Load Data | NeMo Curator

Load video data for curation using NeMo Curator.

How it Works

NeMo Curator loads videos with a composite stage that discovers files and extracts metadata:

VideoReader is a composite stage that is broken down into a

Partitioning (list files) stage

Local paths use FilePartitioningStage to list files
Remote URLs (for example, s3://, gcs://)
- use ClientPartitioningStage backed by fsspec.
- Optional input_list_json_path allows explicit file lists under a root prefix.
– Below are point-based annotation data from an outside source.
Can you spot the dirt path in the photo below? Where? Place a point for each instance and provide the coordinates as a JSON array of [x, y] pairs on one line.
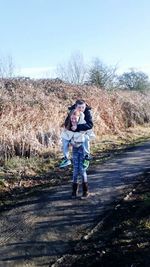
[[42, 228]]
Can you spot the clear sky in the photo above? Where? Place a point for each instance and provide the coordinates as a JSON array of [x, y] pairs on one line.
[[40, 34]]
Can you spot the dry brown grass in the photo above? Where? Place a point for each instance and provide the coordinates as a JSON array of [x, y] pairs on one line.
[[31, 113]]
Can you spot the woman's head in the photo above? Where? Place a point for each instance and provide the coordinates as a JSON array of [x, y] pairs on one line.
[[80, 105], [74, 117]]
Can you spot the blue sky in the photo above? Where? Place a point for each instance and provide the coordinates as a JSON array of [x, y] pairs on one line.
[[40, 34]]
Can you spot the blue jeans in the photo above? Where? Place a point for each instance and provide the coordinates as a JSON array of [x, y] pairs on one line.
[[78, 169], [65, 147]]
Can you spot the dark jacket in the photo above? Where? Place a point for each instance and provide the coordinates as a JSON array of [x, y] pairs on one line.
[[88, 118]]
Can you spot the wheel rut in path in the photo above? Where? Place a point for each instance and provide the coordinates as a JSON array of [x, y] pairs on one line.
[[45, 226]]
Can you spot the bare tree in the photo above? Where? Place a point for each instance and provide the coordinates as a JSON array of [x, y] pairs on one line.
[[74, 71], [101, 75]]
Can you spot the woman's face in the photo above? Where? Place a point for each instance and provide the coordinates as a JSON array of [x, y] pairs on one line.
[[81, 107], [74, 118]]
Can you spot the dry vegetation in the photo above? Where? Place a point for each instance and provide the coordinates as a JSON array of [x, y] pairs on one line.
[[31, 113]]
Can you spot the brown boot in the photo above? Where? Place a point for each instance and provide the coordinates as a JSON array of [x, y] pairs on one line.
[[75, 187], [85, 190]]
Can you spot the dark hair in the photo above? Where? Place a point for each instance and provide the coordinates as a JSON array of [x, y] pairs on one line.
[[80, 102], [68, 120]]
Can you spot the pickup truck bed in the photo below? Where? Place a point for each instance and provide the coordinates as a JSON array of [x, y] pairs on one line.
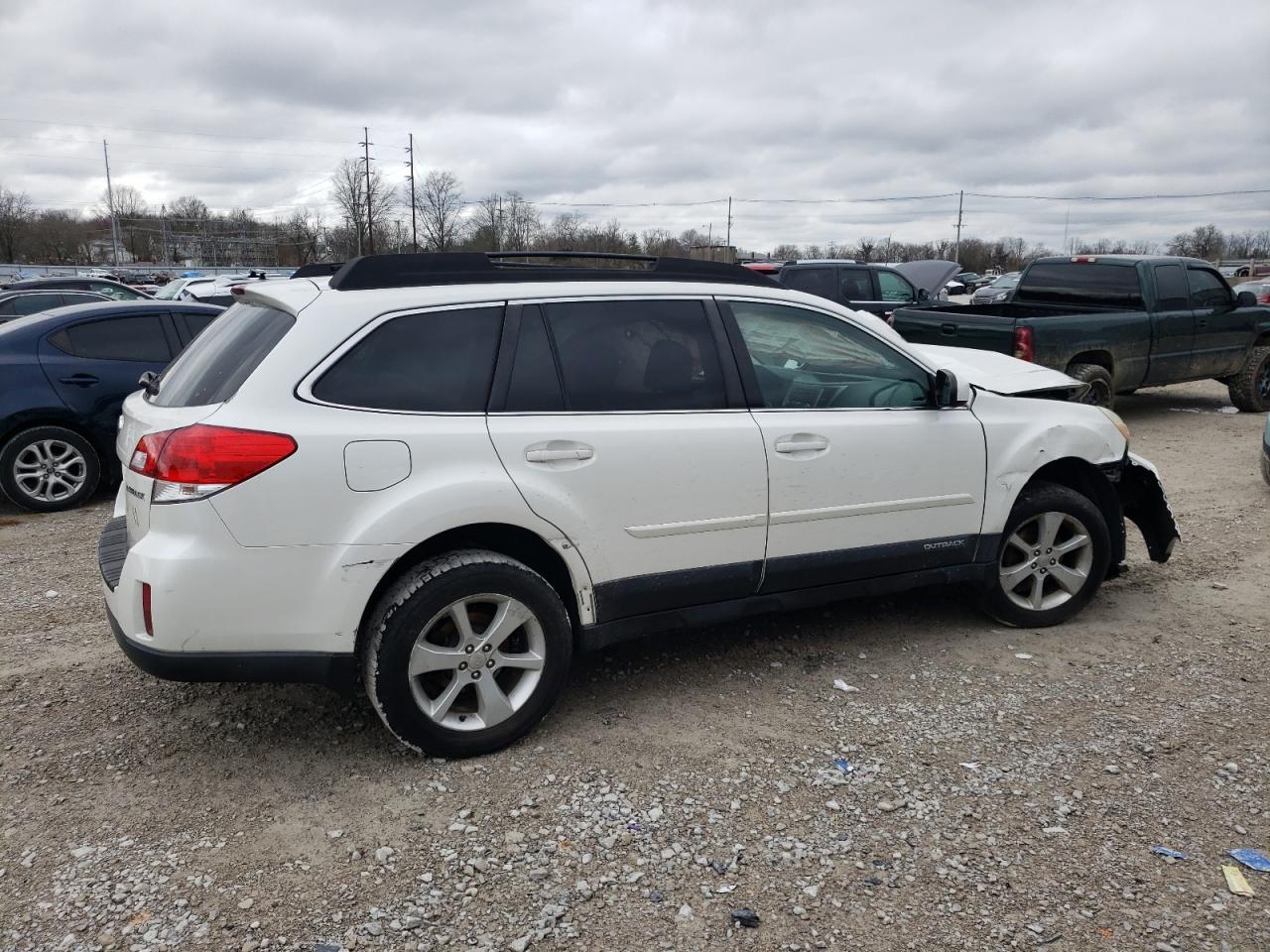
[[1166, 320]]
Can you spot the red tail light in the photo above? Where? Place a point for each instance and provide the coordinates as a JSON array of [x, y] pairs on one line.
[[1023, 343], [200, 460]]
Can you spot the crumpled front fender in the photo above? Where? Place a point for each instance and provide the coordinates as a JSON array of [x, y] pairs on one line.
[[1144, 504]]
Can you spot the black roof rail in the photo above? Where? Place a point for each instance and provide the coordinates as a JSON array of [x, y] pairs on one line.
[[498, 267], [318, 270]]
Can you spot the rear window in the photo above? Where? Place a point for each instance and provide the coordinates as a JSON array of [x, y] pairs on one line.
[[1080, 284], [431, 362], [212, 368]]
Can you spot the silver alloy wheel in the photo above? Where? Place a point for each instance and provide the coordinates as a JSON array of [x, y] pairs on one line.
[[50, 470], [477, 661], [1046, 561]]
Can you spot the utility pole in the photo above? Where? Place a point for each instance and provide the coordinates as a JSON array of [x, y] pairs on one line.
[[414, 227], [729, 223], [109, 200], [370, 222]]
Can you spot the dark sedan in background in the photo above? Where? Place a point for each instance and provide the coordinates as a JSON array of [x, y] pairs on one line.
[[64, 375]]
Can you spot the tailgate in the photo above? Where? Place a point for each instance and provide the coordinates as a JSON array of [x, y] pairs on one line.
[[955, 326], [140, 417]]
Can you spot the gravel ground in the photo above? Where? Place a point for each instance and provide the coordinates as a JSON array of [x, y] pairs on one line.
[[982, 789]]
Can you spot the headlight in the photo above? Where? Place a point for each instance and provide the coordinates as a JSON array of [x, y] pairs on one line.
[[1116, 421]]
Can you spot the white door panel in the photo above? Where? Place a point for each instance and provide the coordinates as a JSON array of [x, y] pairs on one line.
[[643, 494], [883, 477]]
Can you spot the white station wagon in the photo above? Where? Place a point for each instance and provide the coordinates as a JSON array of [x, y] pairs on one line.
[[444, 474]]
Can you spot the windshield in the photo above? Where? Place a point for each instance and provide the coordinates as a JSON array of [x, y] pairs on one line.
[[168, 291]]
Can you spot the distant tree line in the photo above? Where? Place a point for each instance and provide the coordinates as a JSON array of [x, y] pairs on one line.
[[373, 213]]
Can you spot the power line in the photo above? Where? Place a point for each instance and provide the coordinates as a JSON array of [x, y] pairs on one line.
[[177, 132]]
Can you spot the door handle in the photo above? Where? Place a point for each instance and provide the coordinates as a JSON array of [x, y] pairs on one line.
[[801, 444], [80, 380], [548, 456]]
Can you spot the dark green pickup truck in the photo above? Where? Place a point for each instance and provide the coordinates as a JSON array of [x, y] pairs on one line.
[[1118, 322]]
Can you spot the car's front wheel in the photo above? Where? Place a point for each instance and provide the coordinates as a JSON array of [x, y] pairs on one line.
[[466, 653], [1055, 555], [49, 468]]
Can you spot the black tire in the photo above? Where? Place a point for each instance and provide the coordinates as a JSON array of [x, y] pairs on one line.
[[1250, 388], [84, 470], [1033, 504], [420, 604], [1101, 391]]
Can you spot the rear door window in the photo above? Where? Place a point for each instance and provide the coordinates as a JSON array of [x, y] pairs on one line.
[[813, 281], [1171, 291], [430, 362], [636, 356], [1082, 284], [212, 368], [856, 285], [1206, 289], [136, 336]]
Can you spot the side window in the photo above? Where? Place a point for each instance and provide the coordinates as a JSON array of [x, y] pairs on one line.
[[636, 356], [813, 281], [804, 359], [1171, 291], [134, 338], [893, 287], [535, 385], [35, 303], [431, 362], [1207, 290], [856, 285]]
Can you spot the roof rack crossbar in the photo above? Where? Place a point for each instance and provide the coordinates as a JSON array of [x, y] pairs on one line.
[[403, 271]]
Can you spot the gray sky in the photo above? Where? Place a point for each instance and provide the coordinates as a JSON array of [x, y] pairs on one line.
[[662, 102]]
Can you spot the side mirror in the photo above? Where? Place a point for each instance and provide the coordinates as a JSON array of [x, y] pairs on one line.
[[949, 391]]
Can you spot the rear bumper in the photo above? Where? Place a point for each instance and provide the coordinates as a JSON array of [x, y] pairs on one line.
[[270, 666]]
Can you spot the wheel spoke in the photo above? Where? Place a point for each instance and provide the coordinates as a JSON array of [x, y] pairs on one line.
[[1020, 543], [431, 657], [1010, 578], [458, 615], [1074, 543], [529, 661], [444, 701], [511, 616], [1038, 592], [1051, 524], [492, 703], [1070, 579]]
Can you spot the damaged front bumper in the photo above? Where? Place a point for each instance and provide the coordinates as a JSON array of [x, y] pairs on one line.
[[1144, 504]]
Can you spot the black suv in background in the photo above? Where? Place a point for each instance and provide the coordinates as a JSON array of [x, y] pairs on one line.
[[876, 289]]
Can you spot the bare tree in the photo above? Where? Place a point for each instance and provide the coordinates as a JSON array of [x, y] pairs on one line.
[[349, 191], [16, 214], [441, 203]]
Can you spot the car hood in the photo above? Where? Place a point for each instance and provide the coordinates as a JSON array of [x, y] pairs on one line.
[[930, 276], [997, 372]]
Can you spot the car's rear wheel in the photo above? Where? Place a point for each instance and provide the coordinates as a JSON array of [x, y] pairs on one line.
[[49, 468], [1100, 391], [1250, 388], [466, 653], [1053, 557]]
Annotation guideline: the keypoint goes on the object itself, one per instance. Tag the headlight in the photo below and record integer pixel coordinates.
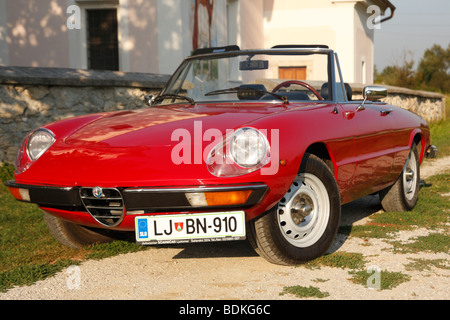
(245, 151)
(248, 147)
(39, 142)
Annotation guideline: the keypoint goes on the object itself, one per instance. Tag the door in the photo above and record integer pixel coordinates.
(374, 146)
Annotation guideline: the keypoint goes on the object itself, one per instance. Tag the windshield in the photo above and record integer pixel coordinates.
(249, 76)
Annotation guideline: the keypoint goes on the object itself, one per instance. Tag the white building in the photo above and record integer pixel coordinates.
(155, 35)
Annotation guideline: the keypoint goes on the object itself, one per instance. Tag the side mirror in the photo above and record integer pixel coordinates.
(148, 99)
(372, 93)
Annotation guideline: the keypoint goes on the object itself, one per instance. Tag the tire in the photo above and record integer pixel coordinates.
(303, 225)
(77, 236)
(404, 193)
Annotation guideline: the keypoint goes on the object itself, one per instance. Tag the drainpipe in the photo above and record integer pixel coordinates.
(390, 6)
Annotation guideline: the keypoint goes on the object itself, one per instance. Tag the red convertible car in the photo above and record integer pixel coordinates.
(234, 147)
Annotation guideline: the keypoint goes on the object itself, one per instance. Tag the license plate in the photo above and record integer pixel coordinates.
(204, 227)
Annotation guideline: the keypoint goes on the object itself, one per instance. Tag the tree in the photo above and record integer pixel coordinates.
(433, 71)
(400, 75)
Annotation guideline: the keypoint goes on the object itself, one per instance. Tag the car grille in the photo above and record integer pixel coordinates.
(107, 207)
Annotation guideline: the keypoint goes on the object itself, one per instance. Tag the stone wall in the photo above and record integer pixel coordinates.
(32, 97)
(428, 105)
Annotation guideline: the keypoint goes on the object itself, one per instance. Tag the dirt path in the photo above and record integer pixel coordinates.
(233, 271)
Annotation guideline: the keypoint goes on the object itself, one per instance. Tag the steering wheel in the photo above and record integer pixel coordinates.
(286, 84)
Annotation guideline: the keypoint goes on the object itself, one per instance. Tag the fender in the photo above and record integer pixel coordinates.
(412, 138)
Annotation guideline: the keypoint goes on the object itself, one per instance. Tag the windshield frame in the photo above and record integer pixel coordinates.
(331, 60)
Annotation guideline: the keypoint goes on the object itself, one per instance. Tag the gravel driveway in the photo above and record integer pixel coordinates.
(232, 270)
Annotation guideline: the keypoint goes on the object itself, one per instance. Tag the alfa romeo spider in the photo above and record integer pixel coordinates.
(261, 144)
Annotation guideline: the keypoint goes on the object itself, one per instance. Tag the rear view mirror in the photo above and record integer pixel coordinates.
(254, 65)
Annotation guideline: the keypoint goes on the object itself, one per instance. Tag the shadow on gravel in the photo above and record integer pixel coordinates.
(352, 213)
(216, 250)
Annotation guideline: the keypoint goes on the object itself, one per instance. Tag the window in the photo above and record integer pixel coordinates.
(294, 73)
(102, 39)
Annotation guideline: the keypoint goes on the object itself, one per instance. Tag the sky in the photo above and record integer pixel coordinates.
(415, 27)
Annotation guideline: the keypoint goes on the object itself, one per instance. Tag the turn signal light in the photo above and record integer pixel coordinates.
(20, 194)
(224, 198)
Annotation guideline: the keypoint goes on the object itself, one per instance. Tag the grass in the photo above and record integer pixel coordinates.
(431, 212)
(28, 252)
(387, 280)
(304, 292)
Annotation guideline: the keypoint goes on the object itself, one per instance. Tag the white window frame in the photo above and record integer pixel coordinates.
(78, 55)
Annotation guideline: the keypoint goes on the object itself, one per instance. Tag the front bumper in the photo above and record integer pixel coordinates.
(110, 207)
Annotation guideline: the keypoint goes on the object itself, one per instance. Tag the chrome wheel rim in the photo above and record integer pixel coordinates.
(410, 177)
(304, 211)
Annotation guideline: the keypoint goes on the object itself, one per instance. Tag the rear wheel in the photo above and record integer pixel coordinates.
(303, 225)
(404, 193)
(77, 236)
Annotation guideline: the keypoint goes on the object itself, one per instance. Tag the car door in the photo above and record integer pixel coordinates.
(374, 145)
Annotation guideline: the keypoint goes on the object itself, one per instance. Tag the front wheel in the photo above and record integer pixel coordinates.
(303, 225)
(404, 193)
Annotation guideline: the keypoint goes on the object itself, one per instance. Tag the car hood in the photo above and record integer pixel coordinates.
(156, 126)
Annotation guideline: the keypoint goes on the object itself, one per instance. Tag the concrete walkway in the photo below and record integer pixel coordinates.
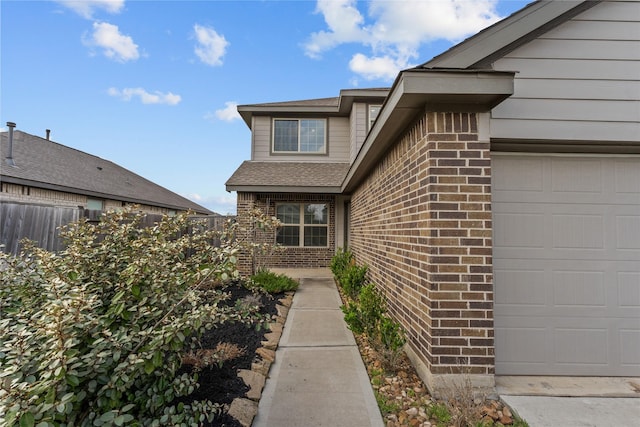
(318, 377)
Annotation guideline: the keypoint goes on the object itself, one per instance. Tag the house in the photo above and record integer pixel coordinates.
(44, 184)
(495, 197)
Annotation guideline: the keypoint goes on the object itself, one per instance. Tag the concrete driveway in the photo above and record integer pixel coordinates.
(573, 402)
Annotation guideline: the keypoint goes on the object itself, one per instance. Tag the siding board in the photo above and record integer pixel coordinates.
(595, 30)
(570, 69)
(579, 81)
(580, 49)
(338, 139)
(568, 109)
(556, 130)
(577, 89)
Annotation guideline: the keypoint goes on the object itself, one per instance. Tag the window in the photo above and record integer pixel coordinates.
(94, 204)
(299, 136)
(303, 224)
(374, 110)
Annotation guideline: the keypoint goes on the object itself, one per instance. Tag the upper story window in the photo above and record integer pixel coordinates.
(300, 136)
(374, 110)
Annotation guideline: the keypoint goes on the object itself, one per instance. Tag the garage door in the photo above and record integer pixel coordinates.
(566, 265)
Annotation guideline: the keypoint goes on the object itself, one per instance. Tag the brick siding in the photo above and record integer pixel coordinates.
(285, 257)
(40, 196)
(421, 221)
Reader stage (VideoReaderStage)

This stage downloads the bytes (local or via FSPath) for each listed file
Calls video.populate_metadata() to extract resolution, fps, duration, encoding format, and other fields.

You can set

video_limit to limit the number of files to be processed; use None for unlimited.
verbose=True to log detailed per-video information.

Local and Cloud

Use VideoReader to load videos from local paths or remote URLs.

Example

1 from nemo_curator.pipeline import Pipeline
2 from nemo_curator.stages.video.io.video_reader import VideoReader
3 
4 pipe = Pipeline(name="video_read", description="Read videos and extract metadata")
5 pipe.add_stage(VideoReader(input_video_path="s3://my-bucket/videos/", video_limit=None, verbose=True))
6 pipe.run()

Explicit File List (JSON)

For remote datasets, ClientPartitioningStage can use an explicit file list JSON. Each entry must be an absolute path under the specified root.

JSON Format

1 [
2   "s3://my-bucket/datasets/videos/video1.mp4",
3   "s3://my-bucket/datasets/videos/video2.mkv",
4   "s3://my-bucket/datasets/more_videos/video3.webm"
5 ]

If any entry is outside the root, the stage raises an error.

Example

1 from nemo_curator.pipeline import Pipeline
2 from nemo_curator.stages.client_partitioning import ClientPartitioningStage
3 from nemo_curator.stages.video.io.video_reader import VideoReaderStage
4 
5 ROOT = "s3://my-bucket/datasets/"
6 JSON_LIST = "s3://my-bucket/lists/videos.json"
7 
8 pipe = Pipeline(name="video_read_json_list", description="Read specific videos via JSON list")
9 pipe.add_stage(
10     ClientPartitioningStage(
11         file_paths=ROOT,
12         input_list_json_path=JSON_LIST,
13         files_per_partition=1,
14         file_extensions=[".mp4", ".mov", ".avi", ".mkv", ".webm"],
15     )
16 )
17 pipe.add_stage(VideoReaderStage(verbose=True))
18 pipe.run()

Supported File Types

The loader filters these video extensions by default:

.mp4
.mov
.avi
.mkv
.webm

Metadata on Load

After a successful read, the loader populates the following metadata fields for each video:

size (bytes)
width, height
framerate
num_frames
duration (seconds)
video_codec, pixel_format, audio_codec
bit_rate_k

With verbose=True, the loader logs size, resolution, fps, duration, weight, and bit rate for each processed video.